Installed n8n workflow:

- Name: `Agentmon Health Watchdog`
- ID: `AgentmonHealthWatchdog`
- Schedule: every 5 minutes

Alert conditions:

- `agentmon-ingest`, `agentmon-query`, or `agentmon-ui` `/healthz` fails.
- Latest `swarm.snapshot` is missing.
- Latest `swarm.snapshot` is older than 3 minutes.
- Snapshot issues are non-empty.
- Required agentmon services are missing or not healthy/running:
  - `agentmon-ingest`
  - `agentmon-query`
  - `agentmon-ui`
  - `agentmon-processor`
  - `agentmon-swarm-monitor`
  - `agentmon-db`
  - `agentmon-nats`

Deduplication:

- Alert after 2 failed checks.
- Reminder every 6 failed runs.
- Recovery message when state returns healthy.

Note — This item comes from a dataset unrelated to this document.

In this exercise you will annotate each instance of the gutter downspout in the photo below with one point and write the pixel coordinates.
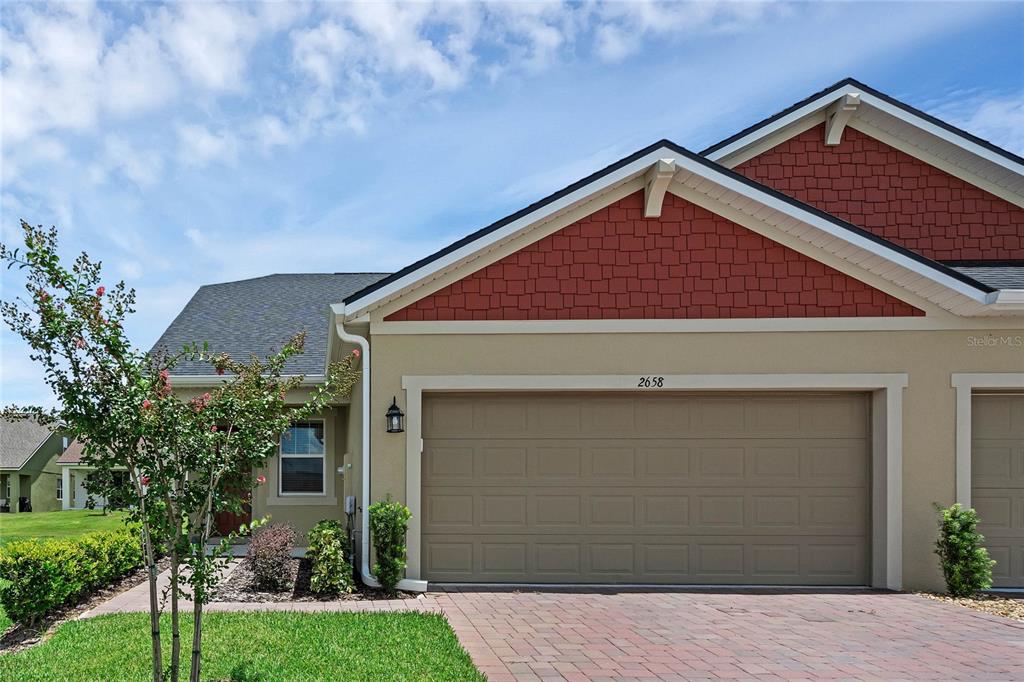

## Operational quick checks

From the host:

```bash
cd /home/will/lab/swarm
make status
make local-ai-health
curl -fsS http://127.0.0.1:18808/healthz
curl -fsS http://127.0.0.1:8081/healthz
curl -fsS 'http://127.0.0.1:8081/v1/events?event_type=swarm.snapshot&limit=1' | jq .
```

From inside `n8n-agent`:

```bash
docker exec n8n-agent /bin/sh -lc '
  wget -qO- -T 5 http://172.19.0.1:8081/healthz
  wget -qO- -T 5 "http://172.19.0.1:8081/v1/events?event_type=swarm.snapshot&limit=1" | head -c 500
'
```

Verify n8n workflow activation:

```bash
docker exec -u node n8n-agent n8n export:workflow \
  --id=AgentmonHealthWatchdog \
  --output=/tmp/agentmon-export.json

docker cp n8n-agent:/tmp/agentmon-export.json /tmp/agentmon-export.json
jq '.[0] | {id,name,active,nodes:(.nodes|length)}' /tmp/agentmon-export.json
```

## Notes and pitfalls

- Do not commit `.env`, decrypted credentials, raw credential exports, or runtime DB files.
- n8n workflow backups can contain sensitive operational data; keep timestamped raw backups untracked unless intentionally sanitized.
- From host, use `127.0.0.1:<host-port>`.
- From `n8n-agent`, use `127.0.0.1:5678` for n8n itself and `172.19.0.1:<host-port>` for host-published swarm services.
- Agentmon `/healthz` only proves the web/API process is alive; pair it with snapshot freshness to prove the monitoring pipeline is flowing.
- OpenClaw is intentionally dormant unless explicitly re-enabled; do not alert on VMs being shut off by default.